Piero Brega – canto, chitarra, armonica – Cantastorie, songwriter, interprete della canzone di tradizione orale del centro Italia, dylaniano
Ludovico Piccinini – Chitarra – strumentista eccelso dal classico al blues e filosofo dylaniano

Le canzoni: Blowing in the wind, Mr tambourine man, It’s all over now baby blue, Don’t think twice it’s all right, Desolation row (tradotta), Chimes of freedom (tradotta), When the deal goes down, My back pages, Working man blues #2, Make you feel my love, Masters of war, A hard rain is gonna fall, Man in the long black coat, Ring them bells, Sad eyed lady of the lowlands (tradotta), To Ramona.

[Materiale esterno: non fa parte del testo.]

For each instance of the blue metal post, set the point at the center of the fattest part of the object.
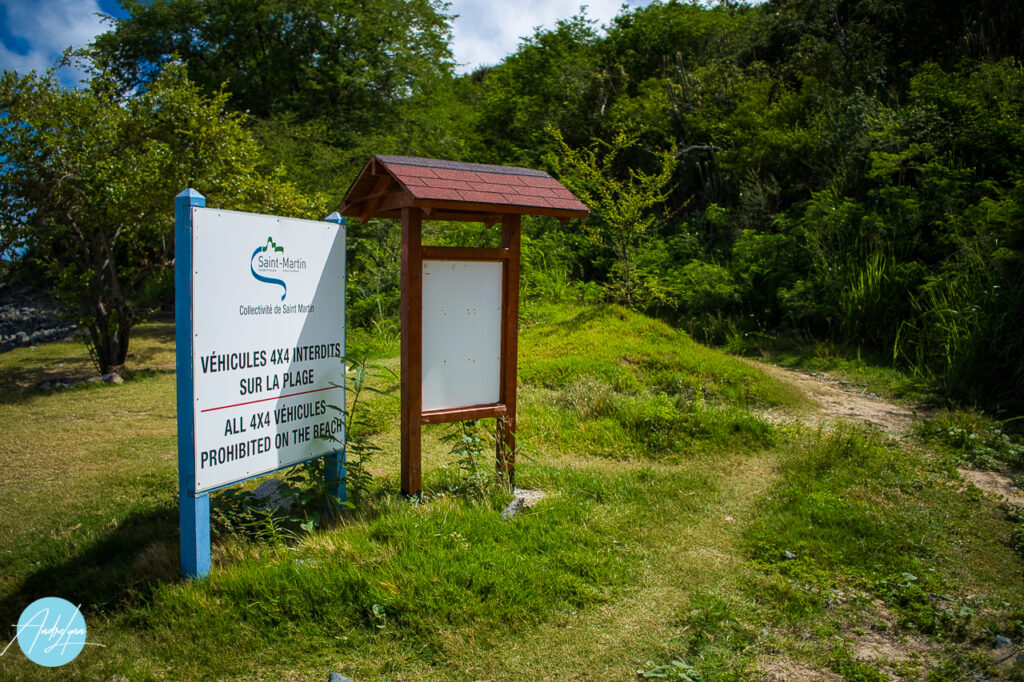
(194, 510)
(334, 464)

Nato come folksinger dal suo primo affacciarsi a NY nel 61, sentirà poi sempre più andargli stretto il ruolo di cantante di protesta, il lasciapassare fino al festival folk di Newport. Ma sempre li nel 65 si presenta come front man di un gruppo rock passando dalla musica acustica all’elettrica, dai festival studenteschi allo showbiz, ricevendo in cambio un’accusa di tradimento dal mondo del folk e da molti suoi fans. ”Giuda !” Qualcuno grida poco dopo ad un concerto a Londra. Dylan risponde “Sei un bugiardo” e chiede alla band di suonare più forte il brano scandalo che è “Like a rolling stone.

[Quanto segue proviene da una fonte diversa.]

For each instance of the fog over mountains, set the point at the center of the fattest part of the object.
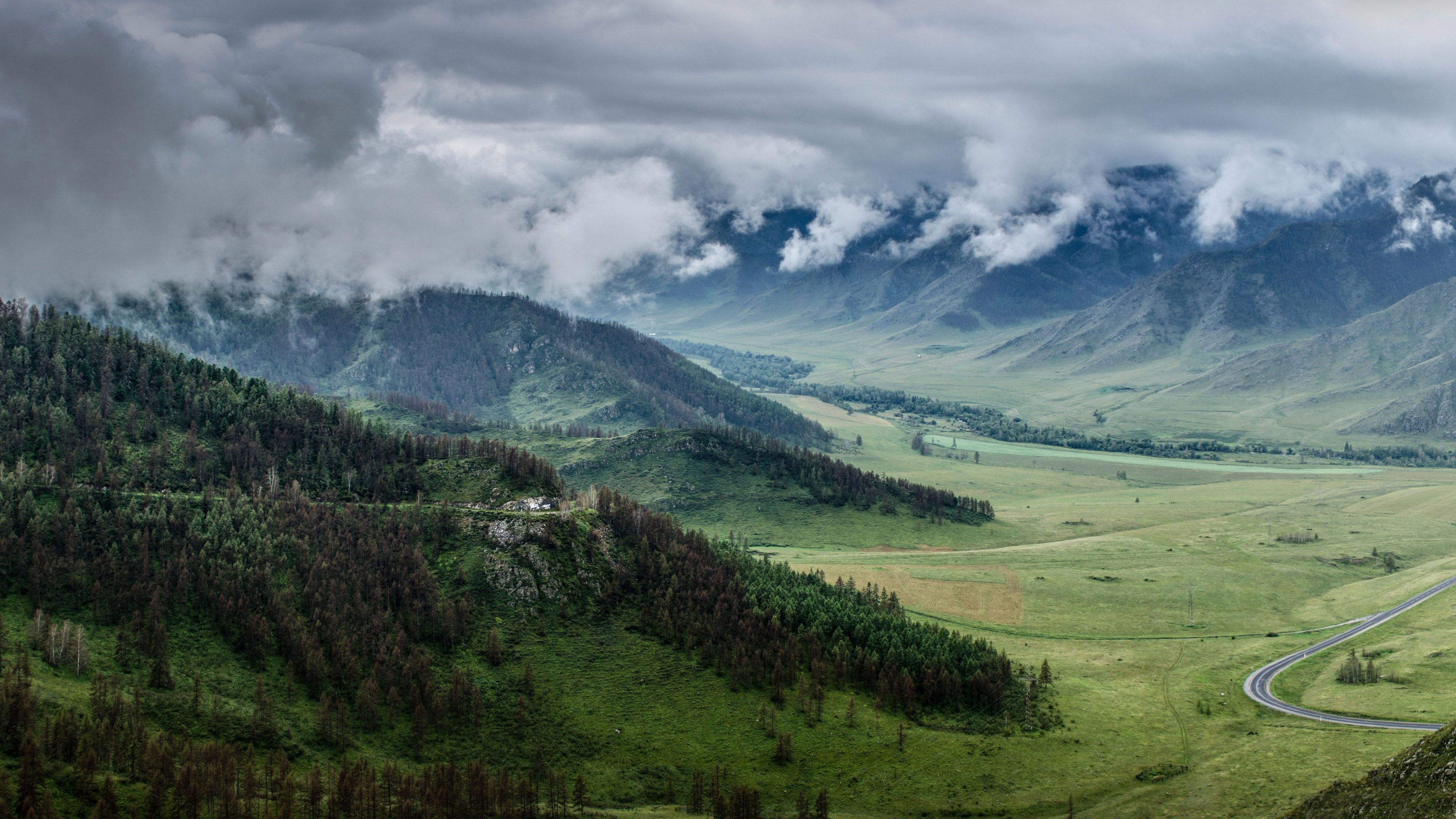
(567, 148)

Bob Dylan incarnazione dell’Hobo, il personaggio reale e mitico, il nomade delle migrazioni dal Midwest alla California, espropriato dalla siccità e dalla carestia. Fotografia della classe subalterna sulla quale Dylan forma il suo pensiero etico, dalle istituzioni al modello sociale, alla guerra, mentre ricerca, interpreta, canta ogni segnale di cambiamento. Fonte della sua poetica sono le canzoni della tradizione, l’amato pozzo sacro nel quale pescare e rubare liberamente, celebrare in tutti i modi possibili. Alla domanda di un giornalista che gli chiede quale religione egli professi, dopo essere passato dalla religione ebraica a quella cristiana e avendo poi abbandonato, Dylan risponde: ”I believe the songs”.
Più Dylan rifiuta di farsi catalogare, più gli viene incollata un’etichetta: sopra c’è scritto che i protagonisti e i destinatari delle sue canzoni sono l’intero paese.

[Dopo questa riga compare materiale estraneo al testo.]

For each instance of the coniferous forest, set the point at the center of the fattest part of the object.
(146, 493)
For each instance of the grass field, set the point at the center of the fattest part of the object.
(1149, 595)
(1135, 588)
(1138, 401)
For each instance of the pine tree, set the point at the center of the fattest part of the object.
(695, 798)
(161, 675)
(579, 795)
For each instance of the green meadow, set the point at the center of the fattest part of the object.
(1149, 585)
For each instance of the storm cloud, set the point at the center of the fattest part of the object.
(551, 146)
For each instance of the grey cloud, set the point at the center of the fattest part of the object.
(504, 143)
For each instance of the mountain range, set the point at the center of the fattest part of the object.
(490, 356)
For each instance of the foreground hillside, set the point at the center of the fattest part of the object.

Si pensa altrimenti all’evoluzione di un percorso poetico che lo ha portato di fronte all’altro da sé, alla coscienza morale, all’abisso, al mistery tramp, il vagabondo misterioso personaggio di tante canzoni tradizionali USA, l’ebreo errante che egli interpreta tenendo a fianco a sé Rimbaud, Keats, la beat generation, la Bibbia.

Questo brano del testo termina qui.